Defense of Marriage Act: discriminatory toward gays, or upholding tradition?
- Although about a dozen states have legalized same-sex marriage, the federal government has not. In a 5-4 decision, the Supreme Court required the federal government to recognize same-sex marriages in states where they have been made legal. In a separate decision, the court dismissed a challenge to California's same-sex marriage ban, sending the case back to a lower court and clearing the way for gay marriages in the state.
- (Photo: Wilfredo Lee, AP)
- Our view: Gay marriage rulings head in right direction
- Opposing view: Supreme Court rulings outrageous. (Brian Brown)
- Here's what USA TODAY readers had to say:
- Since we live in a Constitutional republic, this means the power of all forms of governance, including that of direct democracy through ballot initiatives is limited when it runs afoul of the Constitution. When there is a conflict between the Constitution and state law, I would expect people sworn to uphold the law to abide by the Constitution first and state law second.

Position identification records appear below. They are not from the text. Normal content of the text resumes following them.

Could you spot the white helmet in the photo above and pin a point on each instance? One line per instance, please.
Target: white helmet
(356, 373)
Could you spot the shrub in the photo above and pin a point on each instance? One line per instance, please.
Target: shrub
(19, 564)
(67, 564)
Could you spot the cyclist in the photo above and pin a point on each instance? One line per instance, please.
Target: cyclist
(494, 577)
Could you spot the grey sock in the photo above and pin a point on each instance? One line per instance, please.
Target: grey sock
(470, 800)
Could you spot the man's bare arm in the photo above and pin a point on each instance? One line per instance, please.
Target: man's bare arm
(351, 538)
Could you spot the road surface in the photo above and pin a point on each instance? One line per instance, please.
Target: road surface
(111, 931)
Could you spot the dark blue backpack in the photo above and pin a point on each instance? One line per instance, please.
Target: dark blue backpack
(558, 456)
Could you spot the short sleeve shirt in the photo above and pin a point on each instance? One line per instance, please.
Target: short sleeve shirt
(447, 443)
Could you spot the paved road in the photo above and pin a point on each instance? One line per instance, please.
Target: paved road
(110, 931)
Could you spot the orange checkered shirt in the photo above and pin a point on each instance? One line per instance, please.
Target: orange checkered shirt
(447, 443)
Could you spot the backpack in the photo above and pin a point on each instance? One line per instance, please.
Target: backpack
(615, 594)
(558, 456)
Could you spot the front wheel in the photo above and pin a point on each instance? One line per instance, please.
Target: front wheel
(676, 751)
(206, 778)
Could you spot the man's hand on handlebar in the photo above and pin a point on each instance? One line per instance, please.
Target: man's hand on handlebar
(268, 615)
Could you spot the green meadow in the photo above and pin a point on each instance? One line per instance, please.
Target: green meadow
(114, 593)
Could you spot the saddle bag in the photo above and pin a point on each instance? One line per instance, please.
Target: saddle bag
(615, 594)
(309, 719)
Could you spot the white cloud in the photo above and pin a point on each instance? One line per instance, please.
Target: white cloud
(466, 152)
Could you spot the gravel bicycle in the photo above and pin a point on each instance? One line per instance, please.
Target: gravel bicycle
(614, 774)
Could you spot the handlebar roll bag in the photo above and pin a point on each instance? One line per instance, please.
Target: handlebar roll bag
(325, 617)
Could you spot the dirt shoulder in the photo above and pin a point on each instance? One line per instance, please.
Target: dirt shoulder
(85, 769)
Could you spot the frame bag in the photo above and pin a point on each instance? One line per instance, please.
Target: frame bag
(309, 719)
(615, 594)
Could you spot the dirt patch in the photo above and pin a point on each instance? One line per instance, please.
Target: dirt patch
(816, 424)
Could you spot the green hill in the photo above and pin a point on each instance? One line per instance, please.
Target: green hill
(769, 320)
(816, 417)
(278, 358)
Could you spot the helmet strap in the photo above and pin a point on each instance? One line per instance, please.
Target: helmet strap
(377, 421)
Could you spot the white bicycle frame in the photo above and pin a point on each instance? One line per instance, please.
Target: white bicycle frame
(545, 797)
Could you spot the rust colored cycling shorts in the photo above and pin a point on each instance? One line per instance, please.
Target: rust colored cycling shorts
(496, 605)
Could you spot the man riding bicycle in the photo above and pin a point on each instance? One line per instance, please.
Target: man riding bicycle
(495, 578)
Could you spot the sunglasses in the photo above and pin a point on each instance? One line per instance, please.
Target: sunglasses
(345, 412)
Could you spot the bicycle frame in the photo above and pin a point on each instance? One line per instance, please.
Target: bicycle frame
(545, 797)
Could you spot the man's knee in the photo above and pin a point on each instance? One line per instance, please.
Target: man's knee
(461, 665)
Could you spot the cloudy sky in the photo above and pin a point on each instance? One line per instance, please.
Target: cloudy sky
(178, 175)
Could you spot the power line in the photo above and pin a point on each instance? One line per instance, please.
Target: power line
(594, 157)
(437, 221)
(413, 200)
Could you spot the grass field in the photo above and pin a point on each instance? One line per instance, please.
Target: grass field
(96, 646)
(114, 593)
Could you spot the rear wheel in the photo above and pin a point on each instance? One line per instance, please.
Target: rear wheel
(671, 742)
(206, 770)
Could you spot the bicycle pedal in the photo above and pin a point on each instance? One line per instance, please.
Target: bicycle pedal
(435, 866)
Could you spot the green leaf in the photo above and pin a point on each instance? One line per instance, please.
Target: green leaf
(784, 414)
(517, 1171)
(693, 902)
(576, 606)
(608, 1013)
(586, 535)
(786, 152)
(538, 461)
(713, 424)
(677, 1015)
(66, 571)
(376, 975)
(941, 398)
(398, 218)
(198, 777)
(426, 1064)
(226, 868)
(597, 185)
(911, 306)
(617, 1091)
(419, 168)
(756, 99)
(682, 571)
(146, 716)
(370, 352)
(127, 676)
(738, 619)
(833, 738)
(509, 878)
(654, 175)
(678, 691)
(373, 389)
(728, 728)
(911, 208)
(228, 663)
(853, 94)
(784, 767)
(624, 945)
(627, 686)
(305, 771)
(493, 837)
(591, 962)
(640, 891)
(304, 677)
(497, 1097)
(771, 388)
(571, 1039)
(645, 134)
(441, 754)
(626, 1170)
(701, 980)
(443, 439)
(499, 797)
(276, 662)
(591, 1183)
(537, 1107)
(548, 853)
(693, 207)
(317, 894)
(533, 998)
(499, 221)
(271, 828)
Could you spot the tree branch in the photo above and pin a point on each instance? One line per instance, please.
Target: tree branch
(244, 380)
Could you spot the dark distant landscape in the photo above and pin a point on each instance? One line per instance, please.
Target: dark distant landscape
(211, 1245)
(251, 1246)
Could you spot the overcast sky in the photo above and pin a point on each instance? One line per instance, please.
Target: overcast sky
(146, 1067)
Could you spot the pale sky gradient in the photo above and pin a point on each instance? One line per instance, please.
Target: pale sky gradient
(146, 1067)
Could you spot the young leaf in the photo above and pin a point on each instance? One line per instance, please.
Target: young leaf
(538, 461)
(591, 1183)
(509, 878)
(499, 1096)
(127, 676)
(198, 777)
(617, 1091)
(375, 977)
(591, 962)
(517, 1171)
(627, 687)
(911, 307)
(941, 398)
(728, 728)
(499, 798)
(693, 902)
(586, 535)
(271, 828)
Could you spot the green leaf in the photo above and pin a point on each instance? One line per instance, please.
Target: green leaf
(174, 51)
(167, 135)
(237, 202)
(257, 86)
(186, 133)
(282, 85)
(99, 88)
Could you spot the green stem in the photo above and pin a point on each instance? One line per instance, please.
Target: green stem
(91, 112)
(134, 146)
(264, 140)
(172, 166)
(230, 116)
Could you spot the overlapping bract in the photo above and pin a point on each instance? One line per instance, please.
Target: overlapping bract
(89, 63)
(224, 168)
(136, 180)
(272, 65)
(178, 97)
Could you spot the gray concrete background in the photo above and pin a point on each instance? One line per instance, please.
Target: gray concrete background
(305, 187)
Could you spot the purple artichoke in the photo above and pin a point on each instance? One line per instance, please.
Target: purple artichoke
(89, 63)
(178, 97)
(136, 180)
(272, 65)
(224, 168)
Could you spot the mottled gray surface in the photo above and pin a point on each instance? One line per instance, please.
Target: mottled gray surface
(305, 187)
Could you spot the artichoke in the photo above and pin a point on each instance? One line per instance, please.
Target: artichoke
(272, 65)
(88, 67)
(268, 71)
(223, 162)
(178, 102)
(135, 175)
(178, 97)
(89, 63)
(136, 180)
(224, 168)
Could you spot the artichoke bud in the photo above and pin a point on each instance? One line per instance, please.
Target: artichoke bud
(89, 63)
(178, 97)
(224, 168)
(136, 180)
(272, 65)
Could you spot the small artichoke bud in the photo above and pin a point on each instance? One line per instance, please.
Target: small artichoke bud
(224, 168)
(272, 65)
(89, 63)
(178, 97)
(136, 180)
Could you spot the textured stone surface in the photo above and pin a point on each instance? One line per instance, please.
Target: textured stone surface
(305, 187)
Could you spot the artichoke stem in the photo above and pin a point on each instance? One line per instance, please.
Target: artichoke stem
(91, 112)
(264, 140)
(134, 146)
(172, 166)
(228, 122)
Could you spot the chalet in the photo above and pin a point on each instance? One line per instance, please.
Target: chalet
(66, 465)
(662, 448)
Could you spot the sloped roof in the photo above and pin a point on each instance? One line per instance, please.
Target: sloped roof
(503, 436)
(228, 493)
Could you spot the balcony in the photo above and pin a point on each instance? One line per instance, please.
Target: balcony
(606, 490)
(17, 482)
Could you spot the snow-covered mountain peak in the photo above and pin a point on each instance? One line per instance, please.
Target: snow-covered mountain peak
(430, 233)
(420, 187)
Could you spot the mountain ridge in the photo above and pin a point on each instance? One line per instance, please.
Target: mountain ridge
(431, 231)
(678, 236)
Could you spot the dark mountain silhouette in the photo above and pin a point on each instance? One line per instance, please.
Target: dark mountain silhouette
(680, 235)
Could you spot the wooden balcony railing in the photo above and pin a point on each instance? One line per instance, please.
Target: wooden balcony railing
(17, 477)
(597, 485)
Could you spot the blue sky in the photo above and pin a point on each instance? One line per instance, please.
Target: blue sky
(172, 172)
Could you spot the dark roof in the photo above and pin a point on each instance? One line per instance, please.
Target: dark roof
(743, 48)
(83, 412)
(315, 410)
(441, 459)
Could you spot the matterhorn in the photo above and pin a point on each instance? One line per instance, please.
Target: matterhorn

- Marriage: The formal union of a man and a woman, typically recognized by law, by which they become husband and wife. Where do you find gay, same sex, homosexual or lesbian in that definition. It doesn't say husband and husband or wife and wife. It will never be a marriage, it should always be a civil union with the same benefits and penalties of a married couple. PERIOD!
- Feedback on USA TODAY's article "Supreme Court gives big boost to same-sex marriage":
- Striking down DOMA has nothing to do with gay rights. It has to do with STATE RIGHTS ! The implication of DOMA was to say that Federal Government could ignore legitimate state laws, any time they chose. This ruling is huge in once again reinforcing states ability to enact laws and requiring Federal Government to recognise them.